Controlling the write-back cache is a firmware function provided by the disk manufacturer. See the documentation supplied with the disk. You cannot configure the write cache from Windows NT.
Write caching does not impact the reliability of the file system's own structures (metadata). NTFS instructs the disk device driver to insure that metadata writes get written through regardless of whether write caching is enabled or not. Non-metadata is written to the disk normally, so caching can occur for such data.
Read caching in the disk has no impact on file system reliability.

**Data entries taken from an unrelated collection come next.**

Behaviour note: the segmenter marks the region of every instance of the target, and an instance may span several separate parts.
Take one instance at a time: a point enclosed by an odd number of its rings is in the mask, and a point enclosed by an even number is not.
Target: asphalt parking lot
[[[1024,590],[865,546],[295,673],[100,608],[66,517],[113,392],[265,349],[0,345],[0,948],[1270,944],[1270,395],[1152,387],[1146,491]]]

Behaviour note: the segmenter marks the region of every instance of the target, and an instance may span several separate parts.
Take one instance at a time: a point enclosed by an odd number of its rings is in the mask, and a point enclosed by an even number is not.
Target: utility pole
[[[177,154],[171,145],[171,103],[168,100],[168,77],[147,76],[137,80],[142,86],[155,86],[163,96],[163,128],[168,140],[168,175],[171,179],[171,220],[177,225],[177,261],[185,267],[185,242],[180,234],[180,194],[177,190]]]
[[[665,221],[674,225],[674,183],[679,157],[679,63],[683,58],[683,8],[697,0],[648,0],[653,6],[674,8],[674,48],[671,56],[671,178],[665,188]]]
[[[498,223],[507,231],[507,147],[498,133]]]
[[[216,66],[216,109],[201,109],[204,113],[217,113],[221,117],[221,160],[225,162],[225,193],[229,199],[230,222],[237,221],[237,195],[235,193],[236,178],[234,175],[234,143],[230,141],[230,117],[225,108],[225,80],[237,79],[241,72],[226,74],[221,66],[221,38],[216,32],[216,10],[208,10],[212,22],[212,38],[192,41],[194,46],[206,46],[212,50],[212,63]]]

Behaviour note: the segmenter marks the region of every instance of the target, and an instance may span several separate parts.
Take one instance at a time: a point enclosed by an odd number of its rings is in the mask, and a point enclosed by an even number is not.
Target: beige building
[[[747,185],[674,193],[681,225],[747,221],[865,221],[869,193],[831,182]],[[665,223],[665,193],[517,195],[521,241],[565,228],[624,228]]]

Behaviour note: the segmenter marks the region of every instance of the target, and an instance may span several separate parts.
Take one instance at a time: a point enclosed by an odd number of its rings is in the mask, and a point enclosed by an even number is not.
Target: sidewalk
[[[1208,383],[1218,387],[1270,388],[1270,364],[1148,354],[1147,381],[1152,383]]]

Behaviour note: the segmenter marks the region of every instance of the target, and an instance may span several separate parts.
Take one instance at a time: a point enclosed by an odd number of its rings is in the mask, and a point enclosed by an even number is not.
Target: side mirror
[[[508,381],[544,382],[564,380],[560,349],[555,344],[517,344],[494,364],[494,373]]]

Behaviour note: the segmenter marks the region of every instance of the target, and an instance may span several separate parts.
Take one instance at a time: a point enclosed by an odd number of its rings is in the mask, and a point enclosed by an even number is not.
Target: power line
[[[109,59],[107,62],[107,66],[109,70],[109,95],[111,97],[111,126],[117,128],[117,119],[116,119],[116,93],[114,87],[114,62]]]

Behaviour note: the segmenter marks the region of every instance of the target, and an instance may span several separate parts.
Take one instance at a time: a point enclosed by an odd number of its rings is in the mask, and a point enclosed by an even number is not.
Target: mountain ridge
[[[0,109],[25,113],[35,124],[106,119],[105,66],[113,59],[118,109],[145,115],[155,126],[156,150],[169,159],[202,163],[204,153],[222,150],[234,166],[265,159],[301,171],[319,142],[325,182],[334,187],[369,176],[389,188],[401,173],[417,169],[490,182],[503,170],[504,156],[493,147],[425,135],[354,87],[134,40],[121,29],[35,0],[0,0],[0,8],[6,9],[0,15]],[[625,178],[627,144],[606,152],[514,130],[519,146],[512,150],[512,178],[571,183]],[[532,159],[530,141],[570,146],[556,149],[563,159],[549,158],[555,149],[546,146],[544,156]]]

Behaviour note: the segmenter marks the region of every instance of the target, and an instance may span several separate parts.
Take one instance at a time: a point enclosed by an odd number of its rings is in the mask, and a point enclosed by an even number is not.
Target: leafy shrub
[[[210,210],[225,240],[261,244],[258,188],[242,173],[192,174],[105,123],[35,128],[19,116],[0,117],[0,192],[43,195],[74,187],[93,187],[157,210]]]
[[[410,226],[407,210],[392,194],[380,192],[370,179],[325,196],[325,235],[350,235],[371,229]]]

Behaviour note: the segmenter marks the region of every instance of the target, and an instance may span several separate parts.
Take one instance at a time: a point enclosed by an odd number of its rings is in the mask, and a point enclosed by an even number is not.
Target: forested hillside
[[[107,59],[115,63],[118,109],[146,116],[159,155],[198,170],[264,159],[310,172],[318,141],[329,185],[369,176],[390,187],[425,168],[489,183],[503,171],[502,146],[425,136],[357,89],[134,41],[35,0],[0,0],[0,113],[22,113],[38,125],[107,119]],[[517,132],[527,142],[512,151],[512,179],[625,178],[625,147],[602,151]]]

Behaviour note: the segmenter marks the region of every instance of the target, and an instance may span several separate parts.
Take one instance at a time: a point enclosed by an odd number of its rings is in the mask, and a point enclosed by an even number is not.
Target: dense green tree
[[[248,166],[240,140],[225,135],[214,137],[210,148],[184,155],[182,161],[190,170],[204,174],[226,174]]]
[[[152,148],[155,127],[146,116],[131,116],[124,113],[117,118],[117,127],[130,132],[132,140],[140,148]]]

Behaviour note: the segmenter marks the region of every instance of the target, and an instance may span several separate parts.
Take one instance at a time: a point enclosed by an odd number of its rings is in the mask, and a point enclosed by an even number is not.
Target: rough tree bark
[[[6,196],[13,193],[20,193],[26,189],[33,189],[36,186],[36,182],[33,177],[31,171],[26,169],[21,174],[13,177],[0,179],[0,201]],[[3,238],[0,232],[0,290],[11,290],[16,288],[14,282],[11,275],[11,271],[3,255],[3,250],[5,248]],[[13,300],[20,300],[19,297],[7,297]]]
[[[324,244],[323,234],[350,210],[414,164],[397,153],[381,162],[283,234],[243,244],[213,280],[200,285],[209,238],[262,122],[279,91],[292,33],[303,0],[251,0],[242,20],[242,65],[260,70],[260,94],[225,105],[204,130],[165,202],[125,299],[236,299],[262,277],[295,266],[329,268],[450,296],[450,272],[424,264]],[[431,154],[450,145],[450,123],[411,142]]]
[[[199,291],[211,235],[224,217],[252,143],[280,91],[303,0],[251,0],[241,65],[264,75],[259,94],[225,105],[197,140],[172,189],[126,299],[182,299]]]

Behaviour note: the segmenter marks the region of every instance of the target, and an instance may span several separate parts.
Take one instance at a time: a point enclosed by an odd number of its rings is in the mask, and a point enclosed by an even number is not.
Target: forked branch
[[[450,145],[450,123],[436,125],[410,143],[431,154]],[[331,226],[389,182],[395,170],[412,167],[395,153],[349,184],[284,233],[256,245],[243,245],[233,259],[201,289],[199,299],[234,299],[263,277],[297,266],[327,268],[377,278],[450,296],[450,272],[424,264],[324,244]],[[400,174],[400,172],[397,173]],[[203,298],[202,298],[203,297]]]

With transaction logging and recovery, NTFS guarantees that the volume structure will not be corrupted, so all files remain accessible after a system crash. However, user data can be lost because of a system crash or a bad sector.
The NTFS file system implements a recovery technique called cluster remapping. When Windows NT returns a bad sector error to the NTFS file system, NTFS dynamically replaces the cluster containing the bad sector and allocates a new cluster for the data. If the error occurred during a read, NTFS returns a read error to the calling program, and the data are lost. When the error occurs during a write, NTFS writes the data to the new cluster, and no data are lost.
NTFS puts the address of the cluster containing the bad sector in its Bad Cluster File so the bad sector will not be reused.